Richard E. (Rick) Mohler is a practicing architect, activist and Associate Professor of Architecture at the University of Washington where he teaches graduate level design studios and serves as the graduate program coordinator. He received his B.A. and Master of Architecture degrees from the University of Pennsylvania where he was recognized with top awards for outstanding design studio and master’s thesis work. Following graduation he worked for notable firms in Philadelphia and Princeton, NJ including Kelbaugh and Lee, Mitchell Giurgola and Venturi, Rauch and Scott Brown where he was a member of the winning competition team for the extension to the National Gallery in London.
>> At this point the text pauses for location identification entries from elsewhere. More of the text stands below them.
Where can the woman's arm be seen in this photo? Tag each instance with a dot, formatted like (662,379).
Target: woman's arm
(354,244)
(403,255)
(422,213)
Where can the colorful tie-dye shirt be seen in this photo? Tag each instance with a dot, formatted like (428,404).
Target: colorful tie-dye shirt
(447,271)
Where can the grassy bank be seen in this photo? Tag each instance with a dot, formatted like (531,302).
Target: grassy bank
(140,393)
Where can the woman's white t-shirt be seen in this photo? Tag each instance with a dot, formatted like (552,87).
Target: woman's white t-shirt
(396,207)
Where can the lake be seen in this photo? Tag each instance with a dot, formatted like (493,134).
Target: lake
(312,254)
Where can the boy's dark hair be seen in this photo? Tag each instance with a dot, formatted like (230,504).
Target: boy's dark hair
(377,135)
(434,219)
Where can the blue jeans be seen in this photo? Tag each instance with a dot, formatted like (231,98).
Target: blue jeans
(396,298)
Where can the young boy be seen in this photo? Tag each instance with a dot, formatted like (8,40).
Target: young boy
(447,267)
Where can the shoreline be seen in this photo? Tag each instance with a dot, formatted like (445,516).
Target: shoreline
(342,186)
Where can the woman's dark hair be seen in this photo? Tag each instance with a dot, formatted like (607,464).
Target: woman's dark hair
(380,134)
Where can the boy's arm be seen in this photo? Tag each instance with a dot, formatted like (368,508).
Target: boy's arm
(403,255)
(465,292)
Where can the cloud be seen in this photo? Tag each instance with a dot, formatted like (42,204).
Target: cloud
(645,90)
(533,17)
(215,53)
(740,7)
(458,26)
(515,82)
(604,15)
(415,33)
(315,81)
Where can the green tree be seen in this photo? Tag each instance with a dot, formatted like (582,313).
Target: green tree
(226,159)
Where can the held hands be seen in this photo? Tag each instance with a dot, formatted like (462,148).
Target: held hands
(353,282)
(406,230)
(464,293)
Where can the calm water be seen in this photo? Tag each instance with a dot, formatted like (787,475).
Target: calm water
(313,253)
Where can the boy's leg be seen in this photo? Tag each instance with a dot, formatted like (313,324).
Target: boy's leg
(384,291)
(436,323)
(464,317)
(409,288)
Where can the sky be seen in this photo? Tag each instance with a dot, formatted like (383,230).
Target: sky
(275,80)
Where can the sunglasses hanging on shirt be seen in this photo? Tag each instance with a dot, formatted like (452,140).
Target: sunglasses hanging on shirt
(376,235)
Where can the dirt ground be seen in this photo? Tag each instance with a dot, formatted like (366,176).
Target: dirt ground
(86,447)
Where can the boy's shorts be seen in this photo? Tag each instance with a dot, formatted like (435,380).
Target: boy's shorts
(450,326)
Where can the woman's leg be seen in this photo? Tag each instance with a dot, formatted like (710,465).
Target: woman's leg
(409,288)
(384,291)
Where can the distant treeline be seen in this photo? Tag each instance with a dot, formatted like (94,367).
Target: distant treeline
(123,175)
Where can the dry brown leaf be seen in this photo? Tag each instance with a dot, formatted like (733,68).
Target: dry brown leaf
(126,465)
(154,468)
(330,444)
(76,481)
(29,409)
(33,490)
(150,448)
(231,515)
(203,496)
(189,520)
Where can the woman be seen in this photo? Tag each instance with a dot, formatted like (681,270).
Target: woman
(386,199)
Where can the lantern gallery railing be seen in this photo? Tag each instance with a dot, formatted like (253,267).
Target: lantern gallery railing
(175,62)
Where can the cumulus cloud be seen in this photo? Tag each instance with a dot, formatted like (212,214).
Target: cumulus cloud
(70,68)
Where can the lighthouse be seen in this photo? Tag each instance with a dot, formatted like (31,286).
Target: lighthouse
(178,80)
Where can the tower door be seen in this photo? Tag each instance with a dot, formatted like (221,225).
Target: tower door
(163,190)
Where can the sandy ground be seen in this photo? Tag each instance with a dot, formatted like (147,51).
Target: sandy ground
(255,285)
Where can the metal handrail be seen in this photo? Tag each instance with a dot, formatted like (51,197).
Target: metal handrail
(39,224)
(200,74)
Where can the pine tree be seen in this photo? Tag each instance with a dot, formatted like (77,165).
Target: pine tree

In 1986 he relocated to Seattle to join the University of Washington architecture faculty and Olson Sundberg Architects (now Olson Kundig). In 1991, he co-founded Adams/Mohler Architects (now Mohler + Ghillino Architects). The firm, which engages in residential, commercial adaptive re-use, and commercial interior design projects, has been recognized through multiple AIA awards and numerous regional and national design publications.

Professor Mohler maintains that the nexus between residential land use, urban design, and transportation is key to a sustainable future. Through his own firm and with other firms and individuals he has collaborated on winning submittals to several urban design and housing competitions in Philadelphia, Seattle and Montreal. His own house, the Flip/Flop House(s) has been recognized by Seattle AIA’s Future Shack and Project of the Month programs and was featured on the cover of Builder magazine’s issue on housing innovation and named one of the top ten houses of 2010 by the same publication. Through teaching he has investigated these issues through multiple design studios focused on Seattle’s multifamily land use code and transit oriented development (TOD) in Seattle and surrounding jurisdictions.

Professor Mohler has been active in civic, community and professional organizations throughout his career. He is a founding co-chair of the AIA Seattle Future Shack program, which recognizes innovative solutions to single and multi-family housing, and has served as a juror, moderator and co-chair of AIA Honor Awards programs in Seattle and elsewhere around the country. He was the vice president and land use chair of the Madrona Community Council, design committee member of the Friends of McDonald School Playground and received a mayoral appointment to the Downtown Project Review Panel for Seattle’s CAP Initiative.